“Your children?” asked Sebastian, keeping his voice steady with difficulty.
Ambrose followed his gaze. “Yes.” He sucked in a quick breath that shuddered his chest. “That was painted seven years ago. They’re both dead now. We lost Benjamin last summer, and Lawrence in November.”
Oh, Jesus, thought Sebastian, his heart aching for this man’s tragic series of losses. “I’m sorry.”
Ambrose swiped one hand across his face and nodded.
Sebastian said quietly, “Did your wife have any family?”
“Not really. Jane lost her mother when she was still quite young, while her father passed away ten years ago or so—not long after Jane’s twin, James. And then her sister, Jilly, died two years ago. Consumption, same as James. A dangerous weakness to the disease seems to run in the family.”
“How long has Jane served as Princess Charlotte’s piano instructor?”
Ambrose looked thoughtful. “It must be nine or ten years, at least. Why?”
“So she knew the Princess well?”
“She did, yes. But surely you don’t think her death could have anything to do with Charlotte?”
“At this point, I don’t know. Did she talk much about the Princess?”
“Not really. You don’t stay with the Princess long if you talk about her—or even get too friendly with her. If Prinny could have his way, that poor girl would be attended only by deaf-mutes who hate her.”
The rough anger in the man’s voice didn’t surprise Sebastian. There were few in contact with the Prince Regent who didn’t come away with sentiments ranging from contempt to disgust. “Who else did your wife teach?”
Ambrose frowned. “She’s had various pupils over the years. But the only one I can name off the top of my head is Anna Rothschild.”
Sebastian knew a flicker of interest. “The daughter of Nathan Rothschild, the German financier?”
“Yes. Jane’s been teaching Anna for three or four years now. Or, at least, she did until several weeks ago, when Rothschild suddenly dismissed her.”
“He dismissed her? Do you know why?”
“No. All I know is that Jane was extraordinarily upset by it. Rothschild’s daughter, Anna, was a talented pianist, and Jane was disappointed to lose her as a student. Although . . .” Ambrose’s voice trailed off.
“Although?” prompted Sebastian.
Ambrose drew in a quick breath that flared his nostrils. “She refused to talk about it—she actually became angry with me when I tried to press her on it. But to be honest, I’d say she was more than upset or disappointed. She was frightened. Don’t ask me to explain it because I can’t. But that’s the only word I can use to describe it.
“I don’t know why, but Jane was definitely frightened.”
Chapter 6
“I didn’t sleep well again last night,” announced the Prince in a petulant, accusatory voice that informed everyone present that he considered them personally responsible for his sufferings.
His Royal Highness George Augustus Frederick, Prince of Wales and Regent of the Kingdom of Great Britain and Ireland, lay sprawled in naked, bloated splendor in the six-foot-long copper tub that was the focal point of the Moorish-tiled bathing room he’d had installed at enormous expense in his palace of Carlton House.
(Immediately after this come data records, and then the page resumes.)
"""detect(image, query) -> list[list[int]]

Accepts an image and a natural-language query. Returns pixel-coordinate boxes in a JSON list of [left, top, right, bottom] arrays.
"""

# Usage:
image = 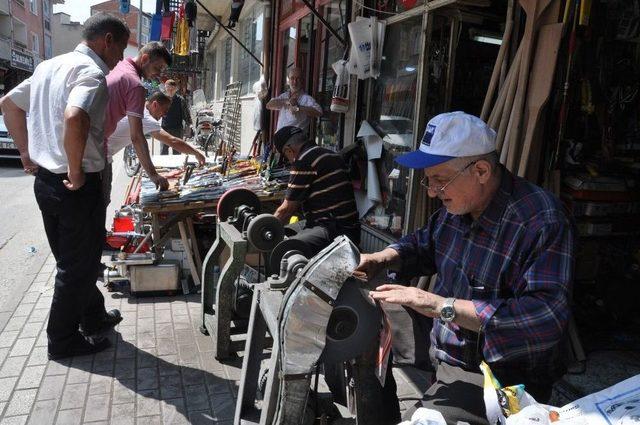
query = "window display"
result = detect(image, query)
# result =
[[365, 16, 422, 239]]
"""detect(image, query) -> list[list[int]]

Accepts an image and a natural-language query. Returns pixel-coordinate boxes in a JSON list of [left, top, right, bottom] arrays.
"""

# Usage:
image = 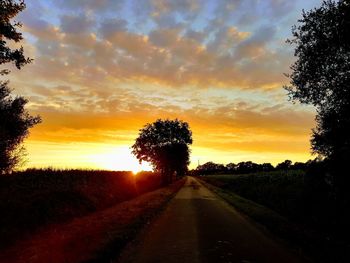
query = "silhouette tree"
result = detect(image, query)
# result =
[[132, 119, 192, 185], [0, 0, 41, 173], [285, 0, 350, 200], [0, 82, 41, 173]]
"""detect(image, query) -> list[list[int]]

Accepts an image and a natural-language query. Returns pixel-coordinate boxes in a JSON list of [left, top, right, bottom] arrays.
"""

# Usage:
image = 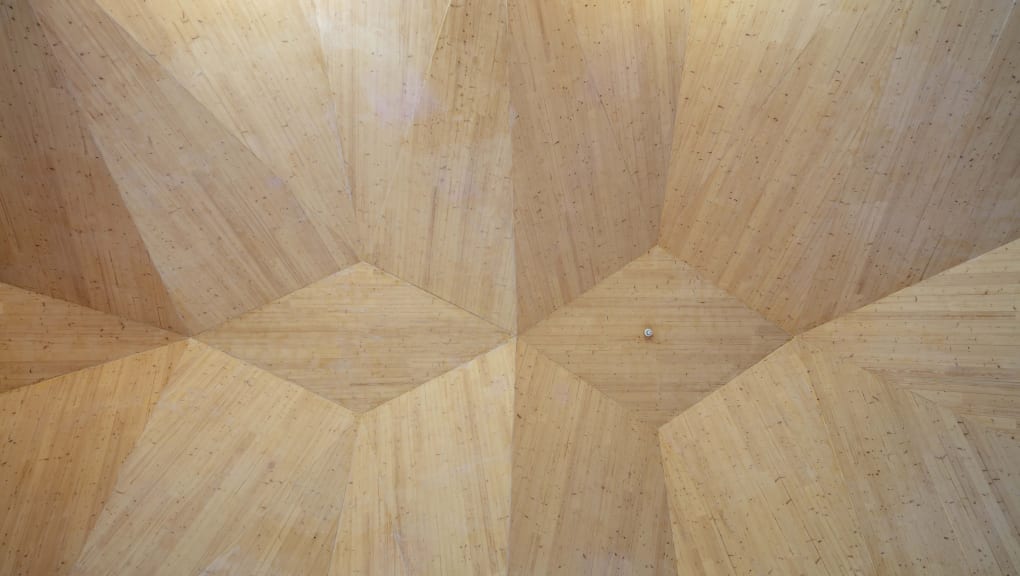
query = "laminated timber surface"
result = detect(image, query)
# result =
[[91, 0, 358, 266], [0, 0, 182, 330], [522, 248, 788, 426], [660, 339, 1020, 574], [509, 0, 683, 331], [661, 0, 1020, 333], [330, 343, 516, 576], [74, 341, 356, 575], [0, 343, 185, 576], [510, 342, 676, 575], [0, 283, 182, 392], [33, 0, 349, 333], [199, 263, 509, 412]]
Once he’d been a handsome prince, beloved of his people and cheered everywhere he went. Now in his fifties, he was monstrously overweight, endlessly self-indulgent, notoriously dishonest, and reviled by the same populace that had loved him so long ago.
A half circle of prominent, proud men stood around him, summoned so that he might berate them for their failings: two of his personal physicians, Drs. Heberden and Baillie; the Prime Minister, the Earl of Liverpool; the High Chancellor, Lord Eldon; and the Prince’s distant but extraordinarily powerful cousin, Charles, Lord Jarvis. Only Jarvis remained silent and watchful as the other men rushed to murmur platitudes of sympathy and sycophancy, for Jarvis knew his prince, knew the calculated, manipulative games he played on everyone around him, knew that this whining complaint was mere prologue to something else that had nothing to do with his night’s rest or his health.
When one of the doctors ventured to suggest that a simple solution might be for the Prince to moderate his food and alcohol intake to avoid aggravating his gout, the Prince roared, “It wasn’t because of the port and buttered crab, you fool! I lay awake all night fretting about that Brunswick bitch. She is plotting against me again. I know it.”
This announcement was met with embarrassed discomfort, for “that Brunswick bitch” was the Regent’s wife, Caroline, Princess of Wales.
“I tell you, she is determined to destroy the monarchy of this country,” fretted the Prince. “It has been her intention for nineteen years now, and she will not rest until she has achieved her goal.”
His listeners exchanged knowing glances. It was beyond ridiculous to suggest that Caroline—niece of the current King of England, great-granddaughter to his predecessor, and mother of the young woman who would one day be queen—might nourish any such ambitions. But the Prince of Wales had been convinced of his wife’s perfidy and malignant intentions for years, and no one had ever been able to persuade him otherwise.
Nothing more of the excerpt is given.